Gazeteci Can Döker’in, Medyatava sitesinde sokak hayvanları konusunda kamuoyunda devam eden polemik üzerine yazdığı “Başıboş sokak köpekleri sorunu değil başıboş belediye sorunu” başlıklı yaz:
“Geçen günlerde Ankara’da 4 sınıf öğrencisi Tunahan Yılmaz 08.45 sıralarında okula giderken sokak köpeklerinin saldırısına uğradı. Talihsiz çocuk ağır yaralandı. Hacettepe Üniversitesi Çocuk Hastanesi’ne sevk edilen Tunahan’ın tedavisi sürüyor.
Bu olayın ardından yıllardır süren tartışma yeniden alevlendi farkındaysanız.
Türkiye’deki başıboş sokak köpekleri.
Bazı hayvan düşmanlarına bakarsanız sayıları 20 milyon civarında ve her gün de milyon milyon artıyor. Garip.
Özellikle sosyal medyada tartışma aldı başını gitti. Kimi bütün sokak köpeklerinin toplanarak itlaf edilmesini savunuyor, kimi başıboş sokak köpeklerinin toplanarak barınaklara tıkılmasını ve orada uyutulmasını savunuyor. Kimi fanatik hayvanseverler ise başıboş sokak köpeği diye bir sorun olmadığını savunuyor, hatta barınakların tamamının kapatılmasını filan istiyor.
Evet; öncelikle şunu kabul edelim. Türkiye’de kesinlikle bir sokak hayvanları sorunu var.
Ancak bu sorun köpeklere ait değil. Yani; sokağa atılan, dövülen, tecavüze uğrayan, şiddet gören 4 ayaklı can dostlarımızda değil problem.

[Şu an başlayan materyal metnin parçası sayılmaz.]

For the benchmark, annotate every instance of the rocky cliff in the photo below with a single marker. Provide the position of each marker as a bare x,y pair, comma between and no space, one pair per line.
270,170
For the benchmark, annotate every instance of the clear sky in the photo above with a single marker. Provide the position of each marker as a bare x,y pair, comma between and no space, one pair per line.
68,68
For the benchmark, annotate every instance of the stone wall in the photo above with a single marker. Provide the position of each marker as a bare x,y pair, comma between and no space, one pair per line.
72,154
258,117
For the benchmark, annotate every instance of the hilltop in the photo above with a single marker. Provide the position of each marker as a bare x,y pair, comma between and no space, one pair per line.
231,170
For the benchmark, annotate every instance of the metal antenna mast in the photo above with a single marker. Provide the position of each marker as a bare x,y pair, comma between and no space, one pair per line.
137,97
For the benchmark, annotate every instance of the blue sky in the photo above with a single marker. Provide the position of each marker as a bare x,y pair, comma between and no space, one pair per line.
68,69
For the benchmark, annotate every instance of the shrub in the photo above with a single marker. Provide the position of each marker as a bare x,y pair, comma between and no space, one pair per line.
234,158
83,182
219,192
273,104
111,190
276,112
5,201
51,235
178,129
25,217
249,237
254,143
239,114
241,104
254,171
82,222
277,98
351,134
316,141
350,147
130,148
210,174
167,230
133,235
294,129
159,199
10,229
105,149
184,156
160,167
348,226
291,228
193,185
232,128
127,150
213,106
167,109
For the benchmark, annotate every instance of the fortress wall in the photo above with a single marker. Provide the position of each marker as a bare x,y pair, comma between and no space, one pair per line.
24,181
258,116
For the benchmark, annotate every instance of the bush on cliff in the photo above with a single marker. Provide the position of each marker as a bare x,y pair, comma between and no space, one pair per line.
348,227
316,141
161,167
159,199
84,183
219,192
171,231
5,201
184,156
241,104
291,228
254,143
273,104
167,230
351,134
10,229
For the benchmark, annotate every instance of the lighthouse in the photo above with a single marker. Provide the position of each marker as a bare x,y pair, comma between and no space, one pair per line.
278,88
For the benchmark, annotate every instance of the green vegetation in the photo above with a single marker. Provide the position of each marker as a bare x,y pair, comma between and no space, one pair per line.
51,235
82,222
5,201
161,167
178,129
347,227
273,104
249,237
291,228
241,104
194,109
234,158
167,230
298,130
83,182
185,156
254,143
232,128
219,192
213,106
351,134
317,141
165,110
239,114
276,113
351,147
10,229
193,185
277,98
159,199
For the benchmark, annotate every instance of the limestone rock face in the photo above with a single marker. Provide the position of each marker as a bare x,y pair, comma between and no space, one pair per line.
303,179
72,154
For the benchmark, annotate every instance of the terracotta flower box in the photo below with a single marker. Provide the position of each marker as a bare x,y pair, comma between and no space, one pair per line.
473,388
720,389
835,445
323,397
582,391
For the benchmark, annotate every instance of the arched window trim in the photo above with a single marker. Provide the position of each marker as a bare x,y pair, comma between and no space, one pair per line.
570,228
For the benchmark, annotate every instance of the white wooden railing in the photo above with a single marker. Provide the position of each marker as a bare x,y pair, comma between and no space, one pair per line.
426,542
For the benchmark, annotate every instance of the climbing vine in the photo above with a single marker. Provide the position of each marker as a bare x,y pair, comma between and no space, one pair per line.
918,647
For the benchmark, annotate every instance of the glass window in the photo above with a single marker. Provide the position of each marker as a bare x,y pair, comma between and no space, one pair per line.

Tunahan gibi çoluk çocuk, kadın erkek sokak hayvanlarının saldırısına uğrayan herkesin sorumlusu, görevini doğru düzgün değil, hiç yapmayan belediyelerdir. Kimse kusura bakmasın; sokak hayvanlarının kısırlaştırılması, gerekirse barındırılması, tedavileri, sahiplendirilmeleri bütün bu sorumluluk belediyelerde.
Anayasa’da yer alan Hayvanları Koruma Kanunu’na göre tüm hayvanlar eşit ve kanun hükümleri çerçevesinde yaşam hakkına sahiptir. Bakın; yaşam hakkına sahip. Bu hayvanlar insanlara saldırıyor, zarar veriyorsa bunun tek sorumlusu belediyelerdir. Geçenlerde bu tartışmalarla ilgili bir yazıda okudum; arılar da insanları sokuyor, hatta ölümlere neden oluyor. Tüm arıları toplayıp itlaf mı ediyoruz? Yapmayın Allah aşkına.
Eğri oturup doğru konuşalım. Ankara’da yaşanan korkunç olay sonrası Tunahan hastanede can çekişirken, Ankara Büyükşehir Belediye Başkanı Mansur Yavaş çıkıp hayvan derneklerine seslenerek; “Hayvanseverler de elini taşın altına koysun” diyebiliyor.
Bu ülkede zaten vatandaşlar elini taşın altına koyuyor. Deprem olur Kızılay mesaj atar 10 lira gönder, sel olur hop vatandaş 10 lira atsın, heyelan olur vatandaş sahip çıksın.
Sayın Mansur Yavaş; bu ülkede sivil toplum örgütleri ve hayvan dernekleri zaten 10 yıllardır bu soruna çözüm arıyor. Yeri geliyor kısırlaştırıyor, yeri geliyor tedavi ediyor, yeri geliyor sahiplendiriyor. Ama bu ülkenin ‘sevilen’ ve hatta neredeyse Cumhurbaşkanı olsun denilen bir büyükşehir belediye başkanı kalkıp “Hayvan severler de elini taşın altına koysun” diyebiliyor.”